Seasons of the Soul

The calendar has driven us, once again, into the bracing arms of autumn. Northern Hemisphere residents are inhaling the snappy chill of the late-afternoon air, wrapping their dangerously exposed necks in magical Hogwarts scarves, exclusively eating and drinking things that taste and look like pumpkins, losing their children in elaborate corn-mazes, and unabashedly participating in the creepiest-sounding of all autumn activities: leaf-peeping.

Meanwhile, here in Santa Barbara, California, it’s 70-something degrees and sunny, and everyone is at the beach. Just like every other damn day of the year.

I’m not foolish enough to try to elicit any sympathy for my life in a Mediterranean climate. For a century, people have moved to Santa Barbara precisely for the therapy of sun and salty ocean air. No one in upstate New York will shed any tears for me when they’re shoveling themselves out of 11 feet of snow in January and I’m unironically wearing shorts.   

Yet, while I am happy to call this place home, I miss seasons, sometimes desperately. No doubt retailers play a role in my angst; they have conditioned me, rather brilliantly, to associate dates on the calendar with particular products and activities. When the bell of the autumnal equinox rings, I start salivating for pumpkin-spiced whatever—like the most annoyingly hipster Pavlovian dog…and I don’t even like sweet things. Most of it is influenced by nostalgia. I grew up in Seattle, and autumn evokes childhood memories of driving with my dad past the sprawling local pumpkin patch on drizzly Saturday evenings and returning home to the fire after University of Washington football games.
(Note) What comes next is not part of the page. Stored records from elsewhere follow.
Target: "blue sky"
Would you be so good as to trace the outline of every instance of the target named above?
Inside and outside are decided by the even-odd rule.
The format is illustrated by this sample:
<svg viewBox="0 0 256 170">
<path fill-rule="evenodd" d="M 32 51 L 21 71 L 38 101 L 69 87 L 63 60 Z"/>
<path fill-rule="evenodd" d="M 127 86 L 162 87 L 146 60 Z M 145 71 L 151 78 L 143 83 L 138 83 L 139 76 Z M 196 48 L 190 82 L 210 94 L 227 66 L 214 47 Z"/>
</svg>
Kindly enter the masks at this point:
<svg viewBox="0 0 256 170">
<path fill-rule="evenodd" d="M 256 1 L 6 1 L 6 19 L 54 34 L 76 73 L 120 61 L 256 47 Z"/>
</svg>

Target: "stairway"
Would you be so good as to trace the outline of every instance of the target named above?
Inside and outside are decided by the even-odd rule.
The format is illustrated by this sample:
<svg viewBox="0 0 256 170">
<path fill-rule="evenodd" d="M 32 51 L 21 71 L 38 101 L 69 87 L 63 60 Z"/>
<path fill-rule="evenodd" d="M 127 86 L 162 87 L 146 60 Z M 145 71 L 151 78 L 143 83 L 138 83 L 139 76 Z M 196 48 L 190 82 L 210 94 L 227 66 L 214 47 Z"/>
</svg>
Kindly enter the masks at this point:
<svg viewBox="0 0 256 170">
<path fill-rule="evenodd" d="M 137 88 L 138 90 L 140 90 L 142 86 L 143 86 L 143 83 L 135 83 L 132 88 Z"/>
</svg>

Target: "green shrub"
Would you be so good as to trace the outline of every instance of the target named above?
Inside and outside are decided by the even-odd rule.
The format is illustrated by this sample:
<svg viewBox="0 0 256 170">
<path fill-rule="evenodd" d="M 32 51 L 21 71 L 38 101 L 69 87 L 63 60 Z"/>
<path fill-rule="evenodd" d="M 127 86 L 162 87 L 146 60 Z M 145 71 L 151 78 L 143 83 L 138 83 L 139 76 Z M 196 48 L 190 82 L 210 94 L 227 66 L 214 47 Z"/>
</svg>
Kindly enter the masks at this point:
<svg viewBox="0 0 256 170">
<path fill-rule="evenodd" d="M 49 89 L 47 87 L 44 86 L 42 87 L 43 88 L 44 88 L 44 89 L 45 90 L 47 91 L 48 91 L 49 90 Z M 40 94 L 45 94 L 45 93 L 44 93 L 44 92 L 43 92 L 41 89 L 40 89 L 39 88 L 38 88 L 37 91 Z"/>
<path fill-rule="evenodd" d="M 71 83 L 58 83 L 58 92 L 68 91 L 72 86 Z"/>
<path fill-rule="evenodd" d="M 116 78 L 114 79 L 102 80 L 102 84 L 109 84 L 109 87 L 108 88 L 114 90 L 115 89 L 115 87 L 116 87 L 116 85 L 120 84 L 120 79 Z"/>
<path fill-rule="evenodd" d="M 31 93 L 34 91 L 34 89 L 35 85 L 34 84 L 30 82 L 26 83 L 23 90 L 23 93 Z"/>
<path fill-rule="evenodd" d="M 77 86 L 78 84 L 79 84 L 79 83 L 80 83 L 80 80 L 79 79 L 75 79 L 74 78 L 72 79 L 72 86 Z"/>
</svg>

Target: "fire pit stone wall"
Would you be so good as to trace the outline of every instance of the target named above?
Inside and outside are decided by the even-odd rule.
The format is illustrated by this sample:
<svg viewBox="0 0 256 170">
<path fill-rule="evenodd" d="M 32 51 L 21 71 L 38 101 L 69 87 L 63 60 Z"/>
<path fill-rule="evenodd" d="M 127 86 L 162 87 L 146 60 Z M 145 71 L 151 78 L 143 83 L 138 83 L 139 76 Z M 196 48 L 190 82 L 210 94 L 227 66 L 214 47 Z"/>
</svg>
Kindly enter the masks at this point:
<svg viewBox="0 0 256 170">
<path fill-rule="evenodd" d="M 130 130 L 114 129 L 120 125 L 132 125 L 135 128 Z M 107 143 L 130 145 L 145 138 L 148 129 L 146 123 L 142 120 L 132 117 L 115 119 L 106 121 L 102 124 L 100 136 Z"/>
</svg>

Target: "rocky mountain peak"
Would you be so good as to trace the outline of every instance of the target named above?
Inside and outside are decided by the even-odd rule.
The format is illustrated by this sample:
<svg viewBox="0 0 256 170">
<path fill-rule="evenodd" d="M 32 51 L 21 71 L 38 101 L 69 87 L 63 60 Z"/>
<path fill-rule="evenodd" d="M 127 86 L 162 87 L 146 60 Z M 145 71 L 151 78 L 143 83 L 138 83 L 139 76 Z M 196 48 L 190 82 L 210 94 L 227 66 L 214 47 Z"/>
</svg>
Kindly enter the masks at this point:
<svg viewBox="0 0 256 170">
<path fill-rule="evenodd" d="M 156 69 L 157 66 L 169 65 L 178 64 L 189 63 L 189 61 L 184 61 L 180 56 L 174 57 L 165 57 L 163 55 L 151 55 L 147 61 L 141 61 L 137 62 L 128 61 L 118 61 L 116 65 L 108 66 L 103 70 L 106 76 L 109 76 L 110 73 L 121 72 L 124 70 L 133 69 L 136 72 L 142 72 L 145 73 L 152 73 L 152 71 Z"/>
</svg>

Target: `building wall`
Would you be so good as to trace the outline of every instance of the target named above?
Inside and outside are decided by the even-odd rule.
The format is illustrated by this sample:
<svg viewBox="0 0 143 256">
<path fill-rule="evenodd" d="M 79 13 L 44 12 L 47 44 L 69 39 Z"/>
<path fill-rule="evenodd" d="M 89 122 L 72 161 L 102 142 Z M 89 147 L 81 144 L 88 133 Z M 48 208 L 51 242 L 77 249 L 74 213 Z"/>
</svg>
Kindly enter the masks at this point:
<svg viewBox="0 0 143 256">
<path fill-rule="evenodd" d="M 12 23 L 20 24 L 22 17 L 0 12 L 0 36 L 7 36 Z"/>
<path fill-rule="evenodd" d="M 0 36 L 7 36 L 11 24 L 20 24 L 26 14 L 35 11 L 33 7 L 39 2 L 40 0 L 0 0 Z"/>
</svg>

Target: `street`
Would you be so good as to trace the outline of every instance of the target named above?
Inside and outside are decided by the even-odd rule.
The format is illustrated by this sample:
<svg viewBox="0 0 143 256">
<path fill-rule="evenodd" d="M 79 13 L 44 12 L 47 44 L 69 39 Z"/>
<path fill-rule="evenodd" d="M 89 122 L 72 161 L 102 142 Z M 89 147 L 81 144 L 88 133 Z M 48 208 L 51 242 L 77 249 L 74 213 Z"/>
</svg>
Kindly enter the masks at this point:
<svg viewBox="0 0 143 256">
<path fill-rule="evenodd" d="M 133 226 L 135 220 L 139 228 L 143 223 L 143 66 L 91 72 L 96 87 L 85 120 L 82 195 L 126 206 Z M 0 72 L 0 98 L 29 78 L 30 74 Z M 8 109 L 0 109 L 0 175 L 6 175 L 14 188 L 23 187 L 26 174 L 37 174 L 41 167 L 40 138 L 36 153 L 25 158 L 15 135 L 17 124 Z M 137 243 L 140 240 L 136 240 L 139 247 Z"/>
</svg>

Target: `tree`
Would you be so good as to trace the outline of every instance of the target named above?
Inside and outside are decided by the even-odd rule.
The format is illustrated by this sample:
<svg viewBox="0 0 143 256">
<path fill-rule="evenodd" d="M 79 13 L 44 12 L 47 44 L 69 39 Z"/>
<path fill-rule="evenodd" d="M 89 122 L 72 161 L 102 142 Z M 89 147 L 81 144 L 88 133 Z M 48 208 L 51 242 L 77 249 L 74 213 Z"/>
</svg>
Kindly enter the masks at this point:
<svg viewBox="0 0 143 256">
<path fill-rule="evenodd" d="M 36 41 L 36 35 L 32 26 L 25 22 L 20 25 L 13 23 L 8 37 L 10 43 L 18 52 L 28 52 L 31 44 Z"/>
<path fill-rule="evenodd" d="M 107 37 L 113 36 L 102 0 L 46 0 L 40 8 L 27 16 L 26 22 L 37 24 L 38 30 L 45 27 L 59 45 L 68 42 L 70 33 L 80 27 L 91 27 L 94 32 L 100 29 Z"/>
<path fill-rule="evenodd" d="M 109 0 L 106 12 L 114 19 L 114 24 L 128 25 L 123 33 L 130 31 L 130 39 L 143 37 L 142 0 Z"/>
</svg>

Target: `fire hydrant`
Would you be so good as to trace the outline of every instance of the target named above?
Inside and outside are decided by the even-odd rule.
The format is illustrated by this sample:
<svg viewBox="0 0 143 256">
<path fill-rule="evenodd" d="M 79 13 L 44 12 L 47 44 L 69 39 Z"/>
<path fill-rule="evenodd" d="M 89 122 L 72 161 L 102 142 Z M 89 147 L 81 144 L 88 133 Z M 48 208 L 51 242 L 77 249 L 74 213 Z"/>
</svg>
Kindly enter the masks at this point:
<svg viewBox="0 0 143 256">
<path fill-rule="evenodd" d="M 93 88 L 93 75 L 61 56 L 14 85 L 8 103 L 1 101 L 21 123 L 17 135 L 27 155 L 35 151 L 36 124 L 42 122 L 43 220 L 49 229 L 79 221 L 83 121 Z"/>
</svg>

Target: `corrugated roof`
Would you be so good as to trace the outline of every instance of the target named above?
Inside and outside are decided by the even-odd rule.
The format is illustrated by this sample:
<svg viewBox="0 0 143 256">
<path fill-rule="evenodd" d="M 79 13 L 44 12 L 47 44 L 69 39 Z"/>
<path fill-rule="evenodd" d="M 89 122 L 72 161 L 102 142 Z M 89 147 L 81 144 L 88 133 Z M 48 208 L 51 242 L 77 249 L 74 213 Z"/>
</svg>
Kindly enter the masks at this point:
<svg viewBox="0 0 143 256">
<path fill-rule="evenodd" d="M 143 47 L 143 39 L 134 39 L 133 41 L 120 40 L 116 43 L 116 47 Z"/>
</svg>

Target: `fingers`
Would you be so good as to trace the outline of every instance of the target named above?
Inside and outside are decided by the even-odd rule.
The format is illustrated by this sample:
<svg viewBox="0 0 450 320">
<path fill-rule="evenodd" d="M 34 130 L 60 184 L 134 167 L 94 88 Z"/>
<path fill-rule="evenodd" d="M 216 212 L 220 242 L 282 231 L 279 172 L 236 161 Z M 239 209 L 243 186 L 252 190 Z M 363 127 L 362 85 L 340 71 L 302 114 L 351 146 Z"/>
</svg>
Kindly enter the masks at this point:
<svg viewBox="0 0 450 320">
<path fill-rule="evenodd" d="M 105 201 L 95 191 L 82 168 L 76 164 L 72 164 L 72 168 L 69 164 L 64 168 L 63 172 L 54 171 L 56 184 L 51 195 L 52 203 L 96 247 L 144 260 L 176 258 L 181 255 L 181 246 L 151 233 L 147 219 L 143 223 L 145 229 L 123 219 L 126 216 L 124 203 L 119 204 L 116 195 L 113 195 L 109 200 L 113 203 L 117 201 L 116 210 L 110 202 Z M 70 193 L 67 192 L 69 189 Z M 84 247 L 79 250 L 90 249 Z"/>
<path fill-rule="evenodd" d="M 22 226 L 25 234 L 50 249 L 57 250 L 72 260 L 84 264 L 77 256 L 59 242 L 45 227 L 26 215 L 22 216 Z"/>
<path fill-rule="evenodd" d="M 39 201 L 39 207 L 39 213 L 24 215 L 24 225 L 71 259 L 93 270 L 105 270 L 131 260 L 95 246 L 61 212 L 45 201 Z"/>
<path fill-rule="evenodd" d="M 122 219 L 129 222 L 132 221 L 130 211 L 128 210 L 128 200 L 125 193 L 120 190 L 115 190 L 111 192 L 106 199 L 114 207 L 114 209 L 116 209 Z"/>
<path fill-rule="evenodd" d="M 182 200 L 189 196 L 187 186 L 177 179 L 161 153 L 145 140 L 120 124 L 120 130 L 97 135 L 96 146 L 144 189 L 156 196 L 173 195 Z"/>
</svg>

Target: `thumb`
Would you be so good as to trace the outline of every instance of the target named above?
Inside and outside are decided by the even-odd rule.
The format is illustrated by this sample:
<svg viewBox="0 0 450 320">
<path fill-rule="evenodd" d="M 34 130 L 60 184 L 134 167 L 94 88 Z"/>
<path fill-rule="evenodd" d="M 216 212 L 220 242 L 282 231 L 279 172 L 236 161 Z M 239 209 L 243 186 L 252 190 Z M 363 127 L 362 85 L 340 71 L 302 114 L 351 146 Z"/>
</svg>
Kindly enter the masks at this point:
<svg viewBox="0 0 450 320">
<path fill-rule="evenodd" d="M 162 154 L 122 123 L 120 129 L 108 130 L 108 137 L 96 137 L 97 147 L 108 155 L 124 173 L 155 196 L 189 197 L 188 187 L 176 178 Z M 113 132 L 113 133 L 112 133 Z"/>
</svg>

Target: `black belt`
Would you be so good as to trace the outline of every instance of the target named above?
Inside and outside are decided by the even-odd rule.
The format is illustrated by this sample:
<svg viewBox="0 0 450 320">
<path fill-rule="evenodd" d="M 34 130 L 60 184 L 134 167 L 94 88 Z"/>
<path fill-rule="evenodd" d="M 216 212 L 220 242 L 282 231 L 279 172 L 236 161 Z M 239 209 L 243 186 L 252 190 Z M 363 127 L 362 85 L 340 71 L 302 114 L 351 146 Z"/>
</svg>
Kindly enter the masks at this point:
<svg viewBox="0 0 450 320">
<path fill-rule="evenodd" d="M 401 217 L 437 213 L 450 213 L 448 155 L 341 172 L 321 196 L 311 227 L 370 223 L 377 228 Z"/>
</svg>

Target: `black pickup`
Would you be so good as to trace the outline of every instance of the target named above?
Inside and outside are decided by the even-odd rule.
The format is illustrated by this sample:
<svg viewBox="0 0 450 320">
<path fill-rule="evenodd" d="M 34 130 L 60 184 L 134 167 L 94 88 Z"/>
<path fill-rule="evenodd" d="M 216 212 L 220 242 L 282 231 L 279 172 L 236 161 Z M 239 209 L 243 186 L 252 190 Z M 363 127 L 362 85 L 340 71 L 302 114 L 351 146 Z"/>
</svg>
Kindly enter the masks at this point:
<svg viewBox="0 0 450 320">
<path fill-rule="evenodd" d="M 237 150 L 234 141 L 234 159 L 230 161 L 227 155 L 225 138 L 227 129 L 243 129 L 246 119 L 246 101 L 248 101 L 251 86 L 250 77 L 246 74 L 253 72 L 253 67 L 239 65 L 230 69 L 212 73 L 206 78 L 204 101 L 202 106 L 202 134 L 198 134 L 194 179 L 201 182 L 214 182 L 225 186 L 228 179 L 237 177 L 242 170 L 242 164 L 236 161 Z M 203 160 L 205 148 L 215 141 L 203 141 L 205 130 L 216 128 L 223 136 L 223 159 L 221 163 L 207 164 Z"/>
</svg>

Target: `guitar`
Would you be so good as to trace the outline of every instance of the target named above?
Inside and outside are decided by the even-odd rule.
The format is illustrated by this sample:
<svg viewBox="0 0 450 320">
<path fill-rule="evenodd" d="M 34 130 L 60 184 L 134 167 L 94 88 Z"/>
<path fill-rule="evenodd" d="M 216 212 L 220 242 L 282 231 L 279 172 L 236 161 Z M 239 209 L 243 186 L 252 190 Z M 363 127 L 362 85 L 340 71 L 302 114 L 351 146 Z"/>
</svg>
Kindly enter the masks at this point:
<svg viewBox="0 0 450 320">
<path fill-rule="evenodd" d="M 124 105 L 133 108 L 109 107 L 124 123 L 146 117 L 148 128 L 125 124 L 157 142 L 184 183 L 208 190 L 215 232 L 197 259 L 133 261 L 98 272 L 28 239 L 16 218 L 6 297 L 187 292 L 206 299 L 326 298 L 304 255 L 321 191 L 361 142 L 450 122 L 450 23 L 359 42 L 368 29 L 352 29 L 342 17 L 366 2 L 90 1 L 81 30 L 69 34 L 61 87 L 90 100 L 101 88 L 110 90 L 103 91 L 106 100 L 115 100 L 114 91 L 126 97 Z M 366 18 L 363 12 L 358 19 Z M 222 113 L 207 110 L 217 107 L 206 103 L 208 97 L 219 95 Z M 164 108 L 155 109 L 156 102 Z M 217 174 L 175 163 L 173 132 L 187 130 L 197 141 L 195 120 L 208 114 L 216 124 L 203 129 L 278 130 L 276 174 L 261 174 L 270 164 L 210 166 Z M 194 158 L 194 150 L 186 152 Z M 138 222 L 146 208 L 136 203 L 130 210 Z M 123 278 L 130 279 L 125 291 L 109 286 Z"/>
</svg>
But it goes even deeper. Seasons are not only realities that occur outside and around us, in the skies and in the trees. I believe seasons are also internal and personal, interwoven into the fabric of human life. We are designed to transition, to change, and to vary. Our souls have seasons.

When there are few changes in the outward seasons, it is easy to neglect the shifts required by our internal seasons. When you live in an unchanging climate, it’s tempting to try to match it with an unchanging life. External seasonal cues can remind us to transition into something new and to live differently. The reason why people historically have celebrated the month of October so extravagantly is not only because it’s harvest time, an ancient time of gratitude, but because they sensed on a primal level that the world was slowly closing, the sap was gravitating back toward the soil, the darkness was encroaching, and the natural world was going dormant. They knew their daily lives were going to change along with it: it was almost time to go inside, build a fire, and wait out the winter.

My longing for seasons feels like a desire for the permission to change, to slow. I don’t believe we are built to move at the same pace, do the same activities, and feel the same feelings all year round. Humans, just like the natural world, are meant to cycle through seasons of dormancy and new life, activity and contemplation, celebration and sadness, blossom and harvest, openness and closedness, austerity and abundance. I believe the seasons serve as a lesson book for the soul, instructing us when to move fast and when to slow down, when to act and when to rest, when to focus on the world outside and when to hibernate and go down deep. If we ignore the lessons of the seasons, we may feel the pressure to try to be “up” all the time—always going, ever energetic, constantly gleeful. We may find ourselves restless and exhausted without having any idea why.

Living in a climate of seemingly endless summer has taught me some valuable lessons. First, the seasonal changes are there, but you have to discipline yourself to pay attention to the subtleties. Seasons are exercises in attentiveness. The radiant glow of summer modulates into the beautiful sadness of autumn, but it’s delicate. The marine layer persists just a little bit longer in the mornings, and the air warms up a little slower in the morning and cools down a little faster in the afternoon. The clouds linger on the peaks of the Santa Ynez Mountains into the afternoons. The light falls differently and casts longer shadows, and the loud pink rays of the summer sunset are brushed aside by the amber and burnt orange hues of fall’s curtain call.

Second, seasons are now something I choose. Here, autumn is something you resolve to do. I love that the word deciduous has the word decide embedded in it. Although I live in an evergreen climate, I have resolved to lead a deciduous life, for the sake of my soul. I allow the encroaching darkness of the fall to drive me inside earlier in the evening to read, to write, to reflect. And sometimes, you just have to put soup in the crockpot when it’s 80 degrees outside. I want to let the seasons, and their inherent gifts, rhythms, and offerings, teach me how to live and to be more human.

There is a growing trend in our country of eating in season, enjoying the produce that particular season has to offer rather than trying to eat a plastic tomato in the middle of February. What if we extended that idea to living in season? What if we stopped trying to live the year at a dead sprint and instead let the seasons teach us about how to move and how to live?